Watch Cincinnati take on Memphis in the AAC Championship streaming on WCPO at 3:30 p.m.
The Cincinnati Bearcats didn’t end the regular season the way they wanted, but the goal they set out to achieve back in camp is still right in front of them.
Cincinnati fell 34-24 to Memphis in the finale last week, but they will get a chance to avenge that last loss as they play for the program’s first championship since 2014.
The No. 21 Bearcats (10-2) travel to play No. 16 Memphis (11-1) in the American Athletic Conference Championship on Saturday at Liberty Bowl Memorial Stadium.
“We have one goal in the program,” third-year Bearcats coach Luke Fickell said. “We don't talk about it a lot (during the season), but when we came here, we said that one goal was to play for championships … Now we’ve got that opportunity, and we’re excited about it.”
UC shared the regular-season AAC title with Memphis and Central Florida in 2014 before there was a championship game. The program went on a downward slide for a bit after that, as the Bearcats finished 7-6 the following season and then endured back-to-back four-win seasons. Fickell turned things around last year in his second season, guiding UC to an 11-1 finish and a Military Bowl win.
Meanwhile, the Tigers have been to the title game each of the last two years, falling to Central Florida both times, 56-41 last year and 62-55 in 2017.
Fickell finds it both helpful and hurtful having to face Memphis in back-to-back weeks, but he's hoping the Bearcats learned enough from the first meeting to produce better results this time.
“It’s intriguing going back to back playing the same team, but it’s also difficult in some ways too,” Fickell said. “Last week didn’t end the way we wanted it to … Week 2 of doing the same thing over and over again is unique for us as coaches. We have to do some things differently, but you also don’t want to do too much. You’re seeing a lot of the same things in the second week. The monotony of going through the same plays is unique.”
Memphis proved to be more physical than UC could anticipate from watching film, so coming better prepared for that should help, Fickell said.
The Bearcats are going back to their two-year starting quarterback as well, as Desmond Ridder is expected to be back after sitting last week while Fickell was trying to help him get to full health. Redshirt freshman Ben Bryant threw for 229 yards and one touchdown in his first collegiate start but had two interceptions and was sacked five times. He had come off the bench in five previous games.
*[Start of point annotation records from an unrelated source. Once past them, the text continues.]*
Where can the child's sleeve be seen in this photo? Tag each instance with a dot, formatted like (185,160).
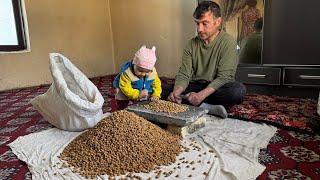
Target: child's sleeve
(126,87)
(156,87)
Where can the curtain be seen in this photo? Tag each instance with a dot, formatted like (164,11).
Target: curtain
(230,9)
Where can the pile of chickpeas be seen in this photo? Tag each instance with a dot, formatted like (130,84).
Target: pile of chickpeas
(165,106)
(121,143)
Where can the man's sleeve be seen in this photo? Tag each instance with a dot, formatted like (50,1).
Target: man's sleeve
(185,72)
(126,87)
(226,66)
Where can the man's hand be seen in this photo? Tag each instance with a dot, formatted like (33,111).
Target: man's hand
(195,98)
(175,95)
(143,94)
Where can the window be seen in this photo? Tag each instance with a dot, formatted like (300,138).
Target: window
(12,31)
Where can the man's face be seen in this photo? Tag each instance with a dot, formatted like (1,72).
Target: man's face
(207,26)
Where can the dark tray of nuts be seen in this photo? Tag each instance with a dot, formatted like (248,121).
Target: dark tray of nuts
(167,112)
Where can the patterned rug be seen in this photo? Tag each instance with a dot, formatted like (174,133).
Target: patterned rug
(289,155)
(291,113)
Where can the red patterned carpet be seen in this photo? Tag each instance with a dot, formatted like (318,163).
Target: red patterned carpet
(291,113)
(290,155)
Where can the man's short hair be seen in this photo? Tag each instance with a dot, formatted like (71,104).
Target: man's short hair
(207,6)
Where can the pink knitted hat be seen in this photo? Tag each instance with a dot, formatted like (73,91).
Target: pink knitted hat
(145,58)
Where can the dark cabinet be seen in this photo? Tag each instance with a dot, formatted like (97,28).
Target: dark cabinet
(291,46)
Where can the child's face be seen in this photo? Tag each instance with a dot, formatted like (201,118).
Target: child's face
(141,72)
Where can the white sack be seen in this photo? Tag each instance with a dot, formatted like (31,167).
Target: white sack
(72,102)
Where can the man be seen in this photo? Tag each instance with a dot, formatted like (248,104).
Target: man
(251,46)
(209,62)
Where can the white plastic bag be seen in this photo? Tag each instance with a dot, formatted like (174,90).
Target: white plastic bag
(72,102)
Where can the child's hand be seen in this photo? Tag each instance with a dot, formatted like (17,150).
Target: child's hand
(143,94)
(154,98)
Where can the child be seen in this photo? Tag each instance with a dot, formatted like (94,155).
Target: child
(138,79)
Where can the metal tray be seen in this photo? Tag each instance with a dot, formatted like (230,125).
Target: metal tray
(178,119)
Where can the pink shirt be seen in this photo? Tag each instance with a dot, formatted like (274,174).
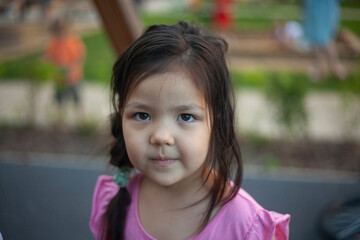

“Desmond Ridder is our quarterback,” Fickell said. “For what he's done here over the last two years, there is no doubt who our quarterback is. We held him out last week ... we were trying to be smart with him. But most importantly is that Des is our guy and we believe in him.”
Ridder has thrown for 1,863 yards and 17 touchdowns with eight interceptions and was especially relied on early in the season while the running game struggled to find a rhythm. Offensive line improvement and the unleashing of 1,000-yard rusher Michael Warren, who Fickell said he was trying to preserve for a late-season push, had taken pressure off the quarterback in recent weeks. But the Bearcats will need Ridder to be a difference-maker Saturday. Memphis has never faced Ridder, a sophomore, as the teams did not meet in 2018.
Fickell said UC remains confident, despite the loss last week and regardless of who is on the field, but having played Memphis so recently gives them an added level of comfort going into this one. The Tigers opened the game last week with a 94-yard kickoff return for a touchdown and never trailed, though the Bearcats made it a three-point game early in the fourth quarter.
“It’s not a crew that lacks confidence,” Fickell said. “It’s more an understanding of what they need to do and do better more than it is a confidence boost either way.”
For the seniors whose careers began with those two 4-8 seasons, Saturday is especially meaningful. The Bearcats had lost to Central Florida in Week 11 last year to keep them from the title game, but they clinched their spot in the AAC championship with a 15-13 win over Temple on Nov. 23.
Now, they have a chance to finish what they started and perhaps can improve their Bowl assignment. Their only other loss this season, aside from Memphis, came against No. 2 Ohio State.
“That's been the goal obviously since we started out fall camp at Higher Ground, just to get to the conference championship,” senior tight end Josiah Deguara said. “It's not like we haven't talked about it or anything, but we’ve obviously been taking it one game at a time. We're super excited for the opportunity we have.”
Fickell wants this win for everyone in the program, but especially those seniors.
“Those are the gratifying things,” he said. “They’re excited, they love what they’ve done to have this opportunity, but any time you finish, that’s when the memories and the joy really come in. We’ve said for the last four or five weeks, ‘We will go as they go,’ and we will continue to whether it’s this game or the following game in the Bowl. They’ve put a lot of work in, they’ve been through the ups and downs, but to top it off by doing the one thing we said we were going to do, when maybe a lot of people don’t believe it, it means a lot to those guys.”